Donald Trump’s tariff rates, ranging from 10 to 41 percent on goods from more than 90 countries, took effect after midnight on Thursday.
His move to reignite his trade war, particularly against Canada, Mexico, and China, will result in a 2.7% reduction in income for the bottom 20% of earners, while the top 1% will lose 0.6%.
The Yale Budget Lab estimates that the overall price level resulting from all tariffs enacted in 2025 will lead to an average household income loss of $2,400 in 2025 dollars. Other analyses project even higher costs, with some estimating a $3,800 annual loss per household from consumer price increases tied to all 2025 tariffs.
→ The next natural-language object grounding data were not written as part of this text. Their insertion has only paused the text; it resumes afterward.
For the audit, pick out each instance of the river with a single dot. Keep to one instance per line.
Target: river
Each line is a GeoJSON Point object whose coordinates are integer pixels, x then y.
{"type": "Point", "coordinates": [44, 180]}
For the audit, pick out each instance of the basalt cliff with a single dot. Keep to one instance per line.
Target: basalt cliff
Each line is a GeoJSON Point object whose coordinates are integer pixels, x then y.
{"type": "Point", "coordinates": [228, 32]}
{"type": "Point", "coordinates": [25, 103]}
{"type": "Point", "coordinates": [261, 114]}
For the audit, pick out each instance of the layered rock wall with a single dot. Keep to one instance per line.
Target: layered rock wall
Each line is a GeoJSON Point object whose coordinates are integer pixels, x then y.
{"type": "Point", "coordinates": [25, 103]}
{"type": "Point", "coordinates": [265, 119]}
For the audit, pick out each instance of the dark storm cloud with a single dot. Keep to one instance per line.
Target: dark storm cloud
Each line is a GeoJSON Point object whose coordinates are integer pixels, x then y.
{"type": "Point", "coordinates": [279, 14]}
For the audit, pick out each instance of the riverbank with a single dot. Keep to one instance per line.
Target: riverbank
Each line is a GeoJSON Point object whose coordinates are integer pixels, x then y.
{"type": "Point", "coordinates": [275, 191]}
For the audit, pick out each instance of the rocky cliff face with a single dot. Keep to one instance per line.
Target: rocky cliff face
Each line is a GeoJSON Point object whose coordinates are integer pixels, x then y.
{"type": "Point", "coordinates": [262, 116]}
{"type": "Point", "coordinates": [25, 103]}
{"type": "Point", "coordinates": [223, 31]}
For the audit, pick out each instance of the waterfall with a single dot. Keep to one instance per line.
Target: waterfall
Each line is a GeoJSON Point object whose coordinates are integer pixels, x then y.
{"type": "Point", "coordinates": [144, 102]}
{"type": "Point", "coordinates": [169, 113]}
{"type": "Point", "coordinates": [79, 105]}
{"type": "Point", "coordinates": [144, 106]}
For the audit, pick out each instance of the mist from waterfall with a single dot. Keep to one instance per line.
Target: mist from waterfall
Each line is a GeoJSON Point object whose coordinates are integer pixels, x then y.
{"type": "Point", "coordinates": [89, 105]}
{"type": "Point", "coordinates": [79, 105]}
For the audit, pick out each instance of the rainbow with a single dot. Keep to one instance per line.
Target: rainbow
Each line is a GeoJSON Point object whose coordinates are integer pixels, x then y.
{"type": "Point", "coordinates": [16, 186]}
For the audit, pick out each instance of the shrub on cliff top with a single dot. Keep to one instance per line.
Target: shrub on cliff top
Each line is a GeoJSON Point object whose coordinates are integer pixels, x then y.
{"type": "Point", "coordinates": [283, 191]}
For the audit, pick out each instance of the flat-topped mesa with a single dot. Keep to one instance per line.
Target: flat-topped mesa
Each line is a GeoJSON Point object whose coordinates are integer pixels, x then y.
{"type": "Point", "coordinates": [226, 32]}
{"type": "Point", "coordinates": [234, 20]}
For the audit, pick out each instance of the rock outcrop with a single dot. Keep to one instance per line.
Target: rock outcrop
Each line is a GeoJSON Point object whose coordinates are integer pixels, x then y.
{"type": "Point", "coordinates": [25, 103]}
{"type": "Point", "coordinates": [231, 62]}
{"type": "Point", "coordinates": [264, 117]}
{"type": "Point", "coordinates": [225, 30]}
While US tariff revenues have risen significantly, they still constitute a small portion of the federal budget deficit. The projected fiscal year 2025 federal budget deficit is $1.9 trillion. The increased tariff revenue, even with recent increases, amounts to roughly 7% of that figure.
Such a minor increase in revenue puts to rest Trump‘s idea of entirely replacing the federal income tax with new tariffs.
To replace the roughly $2 trillion of revenue raised by the individual income tax with tariffs would require astronomically high tariff rates.
Raising tariff rates to astronomically high levels would significantly depress imports, making it impossible to generate enough revenue to offset the costs of Trump’s tariff rates fully.